Китайская модель слежки и цензуры с самого начала была интегрирована в китайский интернет, в то время как российский интернет развивался сам по себе в течение очень длительного периода времени: с самого начала 1990-х гг. до 2012 года. Это усложняет ситуацию для российской цензуры. И самое поразительное различие между двумя странами заключается в том, что блокировка неэффективна в России  у нас есть много запрещенных и заблокированных сайтов, но можно использовать VPN и другие средства, чтобы довольно легко это обойти. Война правительства с мессенджером Telegram также не увенчалась успехом; многие люди до сих пор используют это приложение, включая государственных чиновников.

Следовательно, факт, что рунет тесно связан с глобальными сетями, может усложнить внедрение «суверенного интернета». Тем не менее, Солдатов заявил, что, поскольку 90% российского интернет-трафика уже направляется через внутренние интернет-пункты обмена, отделение рунета может быть технически проще, чем предполагалось:

As I said, the main idea of the Sovereign Internet is to use it during the crisis, not every day of the week. This means that if the Kremlin will be smart, they could almost avoid financial losses – the costs of introduction of such a system is a different matter.

Как я уже сказал, основная идея «суверенного интернета»  использовать его во время кризиса, а не каждый день. Это означает, что если Кремль будет умным, им удастся практически избежать финансовых потерь, но затраты на внедрение такой системы  это другое дело.

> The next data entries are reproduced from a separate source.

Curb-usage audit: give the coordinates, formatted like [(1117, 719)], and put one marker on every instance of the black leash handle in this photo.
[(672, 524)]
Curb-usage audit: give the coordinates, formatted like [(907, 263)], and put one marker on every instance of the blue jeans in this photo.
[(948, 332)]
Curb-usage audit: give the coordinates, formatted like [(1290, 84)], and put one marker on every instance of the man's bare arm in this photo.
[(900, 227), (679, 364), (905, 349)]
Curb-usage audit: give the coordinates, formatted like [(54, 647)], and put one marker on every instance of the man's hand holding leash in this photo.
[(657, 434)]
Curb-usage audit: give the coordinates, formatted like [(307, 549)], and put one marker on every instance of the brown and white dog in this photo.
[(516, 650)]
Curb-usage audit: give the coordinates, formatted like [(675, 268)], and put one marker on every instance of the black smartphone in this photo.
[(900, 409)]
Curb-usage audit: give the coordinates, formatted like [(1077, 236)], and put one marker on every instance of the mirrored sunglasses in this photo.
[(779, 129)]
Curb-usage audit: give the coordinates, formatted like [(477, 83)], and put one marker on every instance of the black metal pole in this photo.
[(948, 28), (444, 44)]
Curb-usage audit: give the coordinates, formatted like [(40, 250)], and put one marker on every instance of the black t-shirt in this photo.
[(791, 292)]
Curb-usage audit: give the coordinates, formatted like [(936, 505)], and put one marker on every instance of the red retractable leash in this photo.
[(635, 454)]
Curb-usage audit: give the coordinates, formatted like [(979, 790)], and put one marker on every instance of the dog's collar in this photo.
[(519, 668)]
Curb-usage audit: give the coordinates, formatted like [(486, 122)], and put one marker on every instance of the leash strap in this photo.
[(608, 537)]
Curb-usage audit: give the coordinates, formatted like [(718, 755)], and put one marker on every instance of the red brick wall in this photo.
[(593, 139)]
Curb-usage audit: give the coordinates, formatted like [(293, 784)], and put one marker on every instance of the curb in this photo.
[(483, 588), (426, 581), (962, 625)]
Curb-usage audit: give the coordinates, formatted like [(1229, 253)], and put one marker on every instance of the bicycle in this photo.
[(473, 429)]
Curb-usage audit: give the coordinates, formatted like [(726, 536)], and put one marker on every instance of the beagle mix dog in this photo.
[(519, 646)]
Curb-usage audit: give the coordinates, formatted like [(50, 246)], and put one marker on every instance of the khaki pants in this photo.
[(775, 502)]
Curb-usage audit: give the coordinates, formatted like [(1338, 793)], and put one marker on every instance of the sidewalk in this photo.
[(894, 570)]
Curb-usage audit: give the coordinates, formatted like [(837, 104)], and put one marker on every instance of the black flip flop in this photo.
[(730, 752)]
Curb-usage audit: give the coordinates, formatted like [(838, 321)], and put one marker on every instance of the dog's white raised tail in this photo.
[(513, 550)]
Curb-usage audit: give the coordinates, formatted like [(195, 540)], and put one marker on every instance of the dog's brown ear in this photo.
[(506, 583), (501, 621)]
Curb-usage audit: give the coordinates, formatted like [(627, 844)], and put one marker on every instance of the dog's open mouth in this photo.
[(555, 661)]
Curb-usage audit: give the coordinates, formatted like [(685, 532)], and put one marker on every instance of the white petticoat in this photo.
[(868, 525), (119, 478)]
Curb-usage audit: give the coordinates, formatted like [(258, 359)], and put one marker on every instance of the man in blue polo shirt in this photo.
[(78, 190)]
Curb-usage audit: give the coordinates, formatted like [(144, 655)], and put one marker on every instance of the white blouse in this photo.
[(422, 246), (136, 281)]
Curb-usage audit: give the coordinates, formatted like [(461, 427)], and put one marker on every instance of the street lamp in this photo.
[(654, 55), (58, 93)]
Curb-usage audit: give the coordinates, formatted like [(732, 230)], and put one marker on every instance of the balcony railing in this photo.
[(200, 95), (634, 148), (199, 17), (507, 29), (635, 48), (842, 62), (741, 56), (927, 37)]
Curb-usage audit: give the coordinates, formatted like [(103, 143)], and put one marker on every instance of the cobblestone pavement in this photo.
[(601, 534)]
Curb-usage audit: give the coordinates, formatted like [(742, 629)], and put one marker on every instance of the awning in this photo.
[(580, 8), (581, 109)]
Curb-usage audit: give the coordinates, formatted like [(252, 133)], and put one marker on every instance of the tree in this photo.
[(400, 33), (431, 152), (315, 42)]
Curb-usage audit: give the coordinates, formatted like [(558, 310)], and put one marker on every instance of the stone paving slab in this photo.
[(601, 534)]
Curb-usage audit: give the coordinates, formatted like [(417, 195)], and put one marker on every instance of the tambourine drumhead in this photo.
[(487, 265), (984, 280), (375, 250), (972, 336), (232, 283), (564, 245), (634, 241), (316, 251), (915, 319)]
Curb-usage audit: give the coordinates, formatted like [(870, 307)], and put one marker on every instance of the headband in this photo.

Внедрение системы может занять много времени и, по некоторым оценкам [19], стоить несколько десятков миллиардов рублей. Фактически, сам закон предполагает принятие более 30 актов, чтобы обеспечить полное соблюдение его многочисленных положений к 2021 году. 19 октября официальный представитель президента Дмитрий Песков даже признался в интервью [20], что технологически страна не готова к полной изоляции, а это означает, что положения закона должны будут применяться постепенно для обеспечения бесперебойной работы «суверенного интернета». Или, мы могли бы добавить, чтобы избежать бюрократической и скандальной участи других российских инициатив по регулированию киберпространства, таких, как так называемый пакет Яровой [21] или неудавшиеся попытки правительства запретить Telegram.

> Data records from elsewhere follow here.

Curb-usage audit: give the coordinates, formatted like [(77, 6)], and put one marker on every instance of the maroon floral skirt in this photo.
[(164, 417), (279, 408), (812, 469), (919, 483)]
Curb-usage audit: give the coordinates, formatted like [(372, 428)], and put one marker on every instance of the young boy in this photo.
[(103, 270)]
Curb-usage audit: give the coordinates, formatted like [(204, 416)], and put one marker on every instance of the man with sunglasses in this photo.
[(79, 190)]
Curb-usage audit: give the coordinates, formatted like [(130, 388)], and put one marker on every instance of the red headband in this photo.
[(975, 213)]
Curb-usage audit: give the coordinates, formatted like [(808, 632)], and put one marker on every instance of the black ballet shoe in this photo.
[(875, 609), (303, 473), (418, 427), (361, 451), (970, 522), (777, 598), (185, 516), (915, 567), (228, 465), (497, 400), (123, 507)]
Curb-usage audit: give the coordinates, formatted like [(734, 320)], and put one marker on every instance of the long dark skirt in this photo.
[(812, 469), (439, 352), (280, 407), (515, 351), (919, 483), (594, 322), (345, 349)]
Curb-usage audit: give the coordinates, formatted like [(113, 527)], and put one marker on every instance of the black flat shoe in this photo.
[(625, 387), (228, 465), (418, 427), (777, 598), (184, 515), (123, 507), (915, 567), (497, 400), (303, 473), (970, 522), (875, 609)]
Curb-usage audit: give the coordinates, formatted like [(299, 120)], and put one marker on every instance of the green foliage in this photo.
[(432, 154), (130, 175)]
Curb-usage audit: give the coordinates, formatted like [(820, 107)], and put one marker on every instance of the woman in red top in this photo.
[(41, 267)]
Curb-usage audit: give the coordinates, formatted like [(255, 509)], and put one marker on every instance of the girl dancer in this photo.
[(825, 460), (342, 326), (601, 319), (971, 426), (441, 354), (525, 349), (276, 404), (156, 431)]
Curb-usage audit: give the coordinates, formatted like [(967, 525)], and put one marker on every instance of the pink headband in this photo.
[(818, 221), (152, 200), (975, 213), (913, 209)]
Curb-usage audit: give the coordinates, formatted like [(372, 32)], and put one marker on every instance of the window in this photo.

Тем не менее, пользователи рунета умеют быть на шаг впереди. Некоторые сайты уже подготовили рекомендации [23] о том, что делать в случае отделения рунета, хотя эксперты опасаются [24], что активация «суверенного интернета» изолирует российских пользователей от таких инструментов, как VPN, которые они в настоящее время используют для обхода правительственных блокировок. В социальных сетях такой шаг либо высмеивается, либо оплакивается. Лев Переулков, член популярного арт-коллектива MXD, опубликовал во «ВКонтакте» серию работ, [25] посвящённую «суверенному интернету», которая быстро стала виральной. Пользователи окрестили сеть «Чебурнет» (#Чебурнет)  слово-гибрид от «интернет» и «Чебурашка [26]».

«Суверенный интернет», таким образом, предназначен для создания параллельной цифровой инфраструктуры, которая может быть активирована одним нажатием мыши. Но даже если этого никогда не произойдет, многочисленные требования к интернет-провайдерам могут помочь государству более эффективно обеспечивать соблюдение растущего числа законов, регулирующих киберпространство. И в этом смысле это в духе времени.

«Закон является грозным оружием», – сказал Александр Жаров, руководитель Роскомнадзора, в интервью в апреле [29]. Но он надеется, что «как и ядерное оружие, которым владеют некоторые страны, закон будет оставаться в неактивном состоянии».